Exclusive: Barbara Lee and Tammy Duckworth Introduce Legislation to Equalize Abortion Access

Democratic women of color in the House and the Senate announced the introduction of legislation to stop the federal government from suffocating the right to abortion for women of color, poor women, and federal employees.

I was super excited and proud to be part of the phone press pool joining Rep. Barbara Lee, Sen. Tammy Duckworth and other leaders of the movement for women’s reproductive rights with the All* Above All campaign as they sought to unveil groundbreaking abortion rights legislation. And they did not disappoint.

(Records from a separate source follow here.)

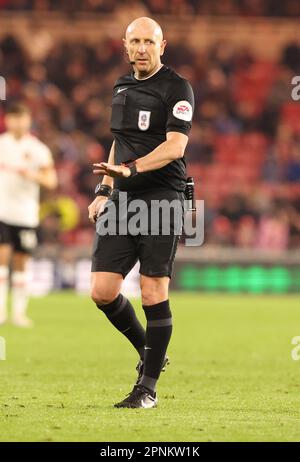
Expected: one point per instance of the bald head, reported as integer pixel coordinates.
(144, 45)
(147, 25)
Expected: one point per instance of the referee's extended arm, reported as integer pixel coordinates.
(98, 203)
(171, 149)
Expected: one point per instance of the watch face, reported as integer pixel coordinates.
(97, 189)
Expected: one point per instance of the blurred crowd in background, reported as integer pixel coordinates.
(289, 8)
(244, 149)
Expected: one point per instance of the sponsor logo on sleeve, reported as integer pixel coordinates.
(183, 111)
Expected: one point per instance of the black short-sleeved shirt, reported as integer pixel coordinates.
(143, 112)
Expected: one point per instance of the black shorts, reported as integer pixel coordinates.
(21, 238)
(155, 247)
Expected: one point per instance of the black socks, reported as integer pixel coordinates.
(121, 314)
(158, 334)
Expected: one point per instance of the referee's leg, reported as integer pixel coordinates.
(105, 292)
(155, 300)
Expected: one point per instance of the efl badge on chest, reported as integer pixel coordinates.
(144, 120)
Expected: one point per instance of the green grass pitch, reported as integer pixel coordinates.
(231, 378)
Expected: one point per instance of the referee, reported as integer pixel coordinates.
(151, 117)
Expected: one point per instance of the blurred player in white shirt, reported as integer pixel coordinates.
(25, 165)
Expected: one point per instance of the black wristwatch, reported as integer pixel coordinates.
(103, 190)
(132, 167)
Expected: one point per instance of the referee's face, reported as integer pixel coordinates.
(144, 45)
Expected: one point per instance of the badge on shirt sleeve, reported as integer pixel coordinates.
(144, 120)
(183, 111)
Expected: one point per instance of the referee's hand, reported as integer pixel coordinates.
(111, 170)
(96, 207)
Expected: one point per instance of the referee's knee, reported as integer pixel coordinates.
(104, 295)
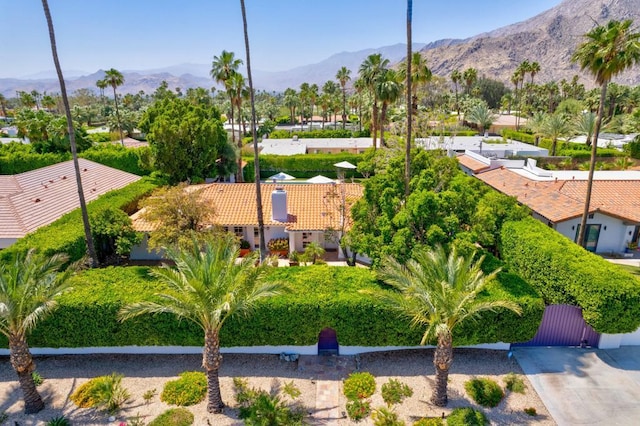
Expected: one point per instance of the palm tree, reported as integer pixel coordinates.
(114, 78)
(93, 258)
(256, 159)
(555, 126)
(608, 50)
(222, 68)
(439, 291)
(28, 289)
(388, 89)
(370, 71)
(207, 287)
(343, 76)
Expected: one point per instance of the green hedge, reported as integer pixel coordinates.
(121, 158)
(302, 165)
(319, 297)
(565, 273)
(66, 235)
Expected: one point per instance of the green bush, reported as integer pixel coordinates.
(359, 385)
(514, 383)
(466, 417)
(189, 389)
(485, 392)
(174, 417)
(565, 273)
(358, 409)
(66, 235)
(394, 392)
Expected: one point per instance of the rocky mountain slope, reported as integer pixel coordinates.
(549, 38)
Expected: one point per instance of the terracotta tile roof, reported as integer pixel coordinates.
(310, 207)
(36, 198)
(564, 199)
(471, 163)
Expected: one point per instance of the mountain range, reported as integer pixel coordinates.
(549, 38)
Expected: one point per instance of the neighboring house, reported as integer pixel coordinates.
(302, 213)
(296, 145)
(557, 199)
(494, 147)
(36, 198)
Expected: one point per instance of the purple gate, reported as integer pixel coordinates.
(563, 325)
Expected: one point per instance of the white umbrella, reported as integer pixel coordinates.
(320, 179)
(281, 176)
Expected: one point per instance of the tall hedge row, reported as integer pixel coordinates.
(302, 165)
(318, 297)
(66, 235)
(565, 273)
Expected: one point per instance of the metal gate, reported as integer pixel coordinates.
(563, 325)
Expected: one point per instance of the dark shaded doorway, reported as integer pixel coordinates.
(328, 342)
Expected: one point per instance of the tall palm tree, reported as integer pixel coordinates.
(256, 159)
(608, 50)
(555, 126)
(343, 76)
(207, 287)
(439, 291)
(93, 258)
(28, 289)
(370, 71)
(114, 78)
(388, 89)
(222, 68)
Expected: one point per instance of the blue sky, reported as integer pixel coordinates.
(145, 34)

The EACH Woman Act - to be introduced in the House for the third time and in the Senate for the first time thanks to the leadership of Sen. Tammy Duckworth of Illinois. The legislation, in full the Equal Access To Abortion Coverage in Health Insurance Act, seeks to tear up the curse of the Hyde Amendment to ensure full access and funding for reproductive health care, including access to safe abortion, for women of color, poor women, women in the military, federal workers, and women in federal prisons.

The legislation goes further than simply repealing the Hyde Amendment, however. A simple repeal of the Hyde Amendment would essentially constitute Congressional silence on the matter of abortion coverage, and thus anti-choice administrations like the present one would be able to mandate it through executive action. The EACH Woman act anticipates it and takes the following steps:

  • Affirmatively ensure that all women enrolled in government health care plans (Medicaid, Medicare), government-managed plans (Tri-Care, Federal Employee Health plans) as well as those receiving care from a government provider (Indian Health Services, Bureau of Prisons, Veterans Administration) have full coverage for abortion services.

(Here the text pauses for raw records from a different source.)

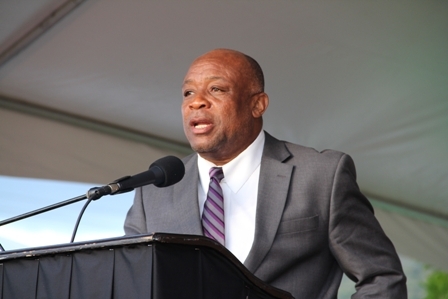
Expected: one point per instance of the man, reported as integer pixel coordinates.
(294, 216)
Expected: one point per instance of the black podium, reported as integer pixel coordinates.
(158, 266)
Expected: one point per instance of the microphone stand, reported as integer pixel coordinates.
(43, 210)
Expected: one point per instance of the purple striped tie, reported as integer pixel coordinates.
(213, 215)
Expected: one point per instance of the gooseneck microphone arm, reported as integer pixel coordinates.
(43, 210)
(164, 172)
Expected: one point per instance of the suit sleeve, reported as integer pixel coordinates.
(135, 222)
(357, 241)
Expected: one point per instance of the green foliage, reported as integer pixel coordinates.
(436, 285)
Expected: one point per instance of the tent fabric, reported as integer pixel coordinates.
(367, 78)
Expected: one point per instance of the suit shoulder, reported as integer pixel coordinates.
(309, 152)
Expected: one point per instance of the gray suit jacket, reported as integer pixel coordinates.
(312, 223)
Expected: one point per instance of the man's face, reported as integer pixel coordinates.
(217, 108)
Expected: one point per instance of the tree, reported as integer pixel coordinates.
(436, 285)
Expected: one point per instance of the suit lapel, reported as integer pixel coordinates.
(275, 177)
(185, 194)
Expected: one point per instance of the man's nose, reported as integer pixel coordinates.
(199, 102)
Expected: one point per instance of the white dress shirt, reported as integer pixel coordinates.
(240, 190)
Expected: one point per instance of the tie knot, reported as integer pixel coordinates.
(217, 173)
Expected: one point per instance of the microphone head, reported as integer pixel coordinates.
(172, 170)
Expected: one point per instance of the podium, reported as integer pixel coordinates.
(158, 266)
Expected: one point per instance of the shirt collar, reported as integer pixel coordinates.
(237, 171)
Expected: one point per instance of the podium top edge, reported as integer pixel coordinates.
(149, 239)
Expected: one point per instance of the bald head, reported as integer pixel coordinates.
(246, 65)
(223, 103)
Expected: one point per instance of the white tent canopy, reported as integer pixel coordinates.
(97, 95)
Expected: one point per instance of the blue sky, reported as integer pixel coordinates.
(103, 218)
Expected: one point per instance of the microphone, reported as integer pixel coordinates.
(164, 172)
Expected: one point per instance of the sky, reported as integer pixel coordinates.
(103, 218)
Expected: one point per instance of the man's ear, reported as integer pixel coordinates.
(260, 103)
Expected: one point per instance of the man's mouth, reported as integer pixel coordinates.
(201, 126)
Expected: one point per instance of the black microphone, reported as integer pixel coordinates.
(164, 172)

  • Ban federal, state and local legislators from interfering with the decisions of private health insurance companies with regard to abortion coverage. 35 states currently prevent Medicaid from providing abortion coverage, and 25 ban insurance companies from doing the same.

Congresswoman Barbara Lee is the original sponsor in the House, with the entire Pro-Choice Caucus, led by Rep. Diana Degette, behind her. This year’s legislation is likely to look like past versions, but has a much better chance to pass in the House, with a true pro-choice majority, Rep. Degette said.

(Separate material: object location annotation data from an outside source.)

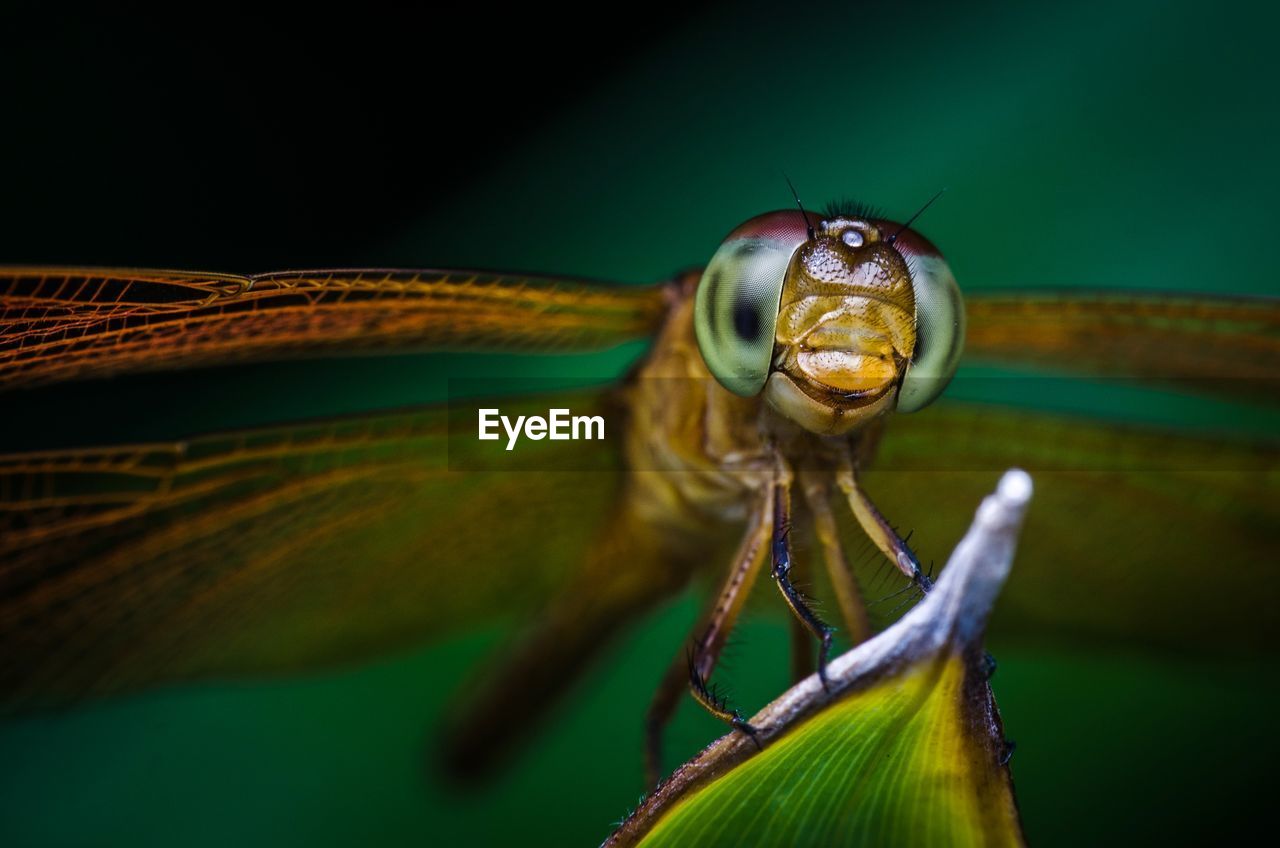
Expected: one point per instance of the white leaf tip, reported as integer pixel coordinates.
(1015, 487)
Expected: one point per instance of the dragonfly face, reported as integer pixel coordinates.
(836, 324)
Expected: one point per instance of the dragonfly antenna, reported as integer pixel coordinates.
(807, 224)
(912, 219)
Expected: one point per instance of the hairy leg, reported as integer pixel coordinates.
(694, 668)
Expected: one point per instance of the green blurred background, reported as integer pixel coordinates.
(1098, 145)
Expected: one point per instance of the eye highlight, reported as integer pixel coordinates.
(853, 238)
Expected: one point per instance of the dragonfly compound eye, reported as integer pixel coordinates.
(736, 306)
(938, 324)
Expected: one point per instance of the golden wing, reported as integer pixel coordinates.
(1134, 537)
(72, 323)
(1224, 345)
(278, 548)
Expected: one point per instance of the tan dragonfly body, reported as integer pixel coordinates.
(703, 455)
(236, 554)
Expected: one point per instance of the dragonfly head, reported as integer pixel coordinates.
(835, 326)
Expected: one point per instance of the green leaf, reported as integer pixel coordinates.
(905, 748)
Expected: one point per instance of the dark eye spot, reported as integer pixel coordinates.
(746, 320)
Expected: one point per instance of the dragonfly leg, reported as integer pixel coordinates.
(694, 669)
(849, 597)
(881, 532)
(781, 570)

The path through the GOP-controlled Senate is less clear, Duckworth admitted. Nevertheless, with strong messaging and with vulnerable Republican senators up for re-election in 2020 in pro-choice states, a senate vote is not entirely inconceivable. Even if the bill did not become law under a Trump administration, its passage would mark the first time since the Hyde amendment that a house of Congress has rebuked it, and it would clear the way for equal abortion coverage in a Democratic administration after 2020.

Congresswoman Degette also confirmed to me that abortion coverage would “necessarily have to be a part” of any health care legislation Democrats move through Congress under a new presidency, including any Medicare for All legislation.